The atlas of this two-volume work is comprised of series of hand-colored engraved charts of varied shape and color combinations that illustrate Chevreul’s basic theories of visual color perception. Three visual phenomena that he observed are: 1) complementary after image—whereby focusing on a color such as red will cause an after-image of green in the moment that the eye looks away; 2) contrast-enhancement—whereby the perceived intensity of complementary colors (e.g., red and green) increases when the colors are placed side-by-side rather than when each color is viewed separately; and 3) fusion—whereby a third color is perceived when two complementary colors are juxtaposed.

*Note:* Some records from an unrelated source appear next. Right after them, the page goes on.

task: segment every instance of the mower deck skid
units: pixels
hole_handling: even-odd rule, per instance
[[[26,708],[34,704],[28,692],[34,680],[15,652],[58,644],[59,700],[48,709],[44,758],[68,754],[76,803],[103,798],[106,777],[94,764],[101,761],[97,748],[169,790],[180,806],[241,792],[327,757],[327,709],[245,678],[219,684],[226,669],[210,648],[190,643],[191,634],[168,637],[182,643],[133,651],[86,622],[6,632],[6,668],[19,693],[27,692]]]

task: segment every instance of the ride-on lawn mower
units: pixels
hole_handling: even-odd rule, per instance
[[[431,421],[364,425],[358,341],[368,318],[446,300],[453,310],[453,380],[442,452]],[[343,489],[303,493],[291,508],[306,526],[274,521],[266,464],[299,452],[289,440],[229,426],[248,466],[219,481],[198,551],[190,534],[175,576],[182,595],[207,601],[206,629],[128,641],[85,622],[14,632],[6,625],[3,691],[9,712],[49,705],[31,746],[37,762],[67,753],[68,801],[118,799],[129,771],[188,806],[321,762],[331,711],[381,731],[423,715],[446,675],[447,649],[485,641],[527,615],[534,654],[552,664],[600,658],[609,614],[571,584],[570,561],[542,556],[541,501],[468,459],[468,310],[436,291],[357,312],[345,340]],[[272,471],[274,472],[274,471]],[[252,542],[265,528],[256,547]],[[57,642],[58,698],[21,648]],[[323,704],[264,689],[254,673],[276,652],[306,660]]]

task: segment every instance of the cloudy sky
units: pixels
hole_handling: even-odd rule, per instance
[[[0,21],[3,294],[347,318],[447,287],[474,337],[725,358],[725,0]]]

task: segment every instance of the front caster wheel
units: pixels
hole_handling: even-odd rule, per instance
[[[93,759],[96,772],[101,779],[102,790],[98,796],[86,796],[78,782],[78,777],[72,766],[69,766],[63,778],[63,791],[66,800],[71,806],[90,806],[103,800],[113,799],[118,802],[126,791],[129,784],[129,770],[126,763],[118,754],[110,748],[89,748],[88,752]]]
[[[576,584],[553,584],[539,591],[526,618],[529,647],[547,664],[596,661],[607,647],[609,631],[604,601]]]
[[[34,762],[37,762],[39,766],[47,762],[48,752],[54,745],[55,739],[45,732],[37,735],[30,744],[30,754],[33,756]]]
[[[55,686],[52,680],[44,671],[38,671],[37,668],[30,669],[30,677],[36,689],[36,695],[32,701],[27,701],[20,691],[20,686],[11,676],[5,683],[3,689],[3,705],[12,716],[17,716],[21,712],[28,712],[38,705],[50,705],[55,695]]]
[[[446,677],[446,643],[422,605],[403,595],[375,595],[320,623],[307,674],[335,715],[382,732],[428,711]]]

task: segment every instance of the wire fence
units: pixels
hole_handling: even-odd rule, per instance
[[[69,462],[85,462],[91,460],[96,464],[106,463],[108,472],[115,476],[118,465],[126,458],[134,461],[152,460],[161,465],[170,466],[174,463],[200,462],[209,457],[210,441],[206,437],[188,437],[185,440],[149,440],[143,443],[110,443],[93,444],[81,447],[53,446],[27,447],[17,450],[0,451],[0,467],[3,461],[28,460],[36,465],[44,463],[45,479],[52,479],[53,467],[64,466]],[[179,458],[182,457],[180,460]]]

De la loi du contraste des couleurs became the seminal color theory manual of its time and was employed by stained glass workers, architects, graphic designers, book illustrators, ceramicists and textile manufacturers, among others, who were using new technologies in color (e.g., synthetic dyes, color printing, and new types of paint) in their work. Chevreul’s theories were directly used by “scientific” painters of the late nineteenth century who experimented with color and light, notably impressionist artist Claude Monet and neo-impressionist pointillist George Seurat.
Today is National Color Day.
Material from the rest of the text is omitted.